# First Time Plowing Want To Get it right



## QKSnowRemoval (Aug 21, 2008)

So this is going to be my first year plowing and i want to do everything right. I am thinking about doing a $65.00 an hour pricing for plowing then go from there on what im plowing but i need some help with how long it will take to plow these locations with a 7' 6'' plow. Also i will need help with how to price it for salting. but i am open for other ways to price too. thankx NOTE SECOND LINK YOU WILL HAVE TO ROTATE TO THE NORTH

http://maps.google.com/maps?f=q&source=s_q&hl=en&q=656+W+Olympic+Dr,+Lanark,+Carroll,+Illinois+61046&sll=42.096565,-89.841388&sspn=0.001182,0.00284&ie=UTF8&cd=1&geocode=FalXggIdBSGl-g&split=0&ll=42.096885,-89.841406&spn=0.009458,0.022724&z=16&iwloc=A&layer=c&cbll=42.096564,-89.841387&panoid=hor0-BaqEbvzfw6O5zlTTQ&cbp=12,193.78,,0,8.06

http://maps.google.com/maps?f=q&source=s_q&hl=en&geocode=&q=694+W+Olympic+Dr,+Lanark,+Carroll,+Illinois+61046&sll=42.096567,-89.842286&sspn=0.009458,0.022724&ie=UTF8&ll=42.096885,-89.842286&spn=0.009458,0.022724&z=16&iwloc=A&layer=c&cbll=42.096563,-89.842288&panoid=hx0QlSYDLz1qbsZTIl2XPQ&cbp=12,357.32,,0,11.88


----------



## MileHigh (Nov 6, 2007)

65/hr is what you pay a sub-contractor.

If your the one signing the contract...I would up that hourly price to what the market is around up there...probably around 90/hr.


----------



## cretebaby (Aug 23, 2008)

BladeScape;795472 said:


> 65/hr is what you pay a sub-contractor.
> 
> If your the one signing the contract...I would up that hourly price to what the market is around up there...probably around 90/hr.

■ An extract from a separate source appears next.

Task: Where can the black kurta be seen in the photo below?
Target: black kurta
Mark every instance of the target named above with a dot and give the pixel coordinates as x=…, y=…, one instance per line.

$65/hour for a 1/2 ton with a 7'6'' blade is a pretty good rate around here.


----------



## basher (Nov 13, 2004)

Use the search feature, it's on the sites menu bar.. Here are a few links to threads on this topic. I tossed in a couple that pertain to a "newbie".

Get a beverage and enjoy the reading

http://www.plowsite.com/showthread.php?t=82816&highlight=pricing

http://www.plowsite.com/showthread.php?t=81970&highlight=pricing

http://www.plowsite.com/showthread.php?t=81993&highlight=pricing

http://www.plowsite.com/showthread.php?t=80949&highlight=pricing

http://www.plowsite.com/showthread.php?t=78563&highlight=pricing

http://www.plowsite.com/showthread.php?t=76545&highlight=pricing


----------



## MileHigh (Nov 6, 2007)

cretebaby;795475 said:


> $65/hour for a 1/2 ton with a 7'6'' blade is a pretty good rate around here.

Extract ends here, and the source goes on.